Fevered Sleep work in many different art forms – from theatre and dance, film and digital projects, books and publications to installations and public art. Inventing new spaces that bring people together with a mission to make the world a more caring, curious and compassionate place, one unlikely art project at a time.

Join co-artistic directors Sam Butler and David Harradine for a workshop to learn about approaches to running art projects that respond to the complex and challenging world we live in.

This event provides an opportunity to learn how Fevered Sleep’s work is made as well as offering time to speak about your present and your future.

About Transformative Futures The Artists

About Transformative Futures

A series of free onsite and online artist-led workshops for people aged 15-25, Transformative Futures offers an opportunity to learn new skills and approaches to art-making and thinking that will support young people facing challenges in a post-COVID environment. The platform provides a safe space to question, develop and engage with new ways of working to mobilise creative futures.

Learn more about our onsite workshops.

The Artists

Fevered Sleep was established in 1996 by artistic directors Sam Butler and David Harradine. They see their creative process as a kind of research: a way to investigate and reimagine the complex and challenging world in which we live. They’ve worked with performers, designers, artists, scientists, doctors, teachers, vets, philosophers, social workers, all sorts of other adults and many, many children. They invent new kinds of spaces which invite people to come together and share their experiences of things that matter.

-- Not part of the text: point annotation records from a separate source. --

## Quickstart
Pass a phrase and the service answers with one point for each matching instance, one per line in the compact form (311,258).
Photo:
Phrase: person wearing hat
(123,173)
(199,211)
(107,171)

Their projects have appeared in London, across the UK and internationally. Sometimes they work in theatres and galleries such as The Young Vic, Sadler’s Wells, Tate Britain, The Whitworth and Sydney Opera House. Sometimes they turn up in other places where people work, learn and live, most recently at Clifton Green Primary School in York, St George’s Shopping Centre in Preston and Sneinton Market in Nottingham.

They strive to make the world a more caring, curious, compassionate place, one unlikely art project at a time.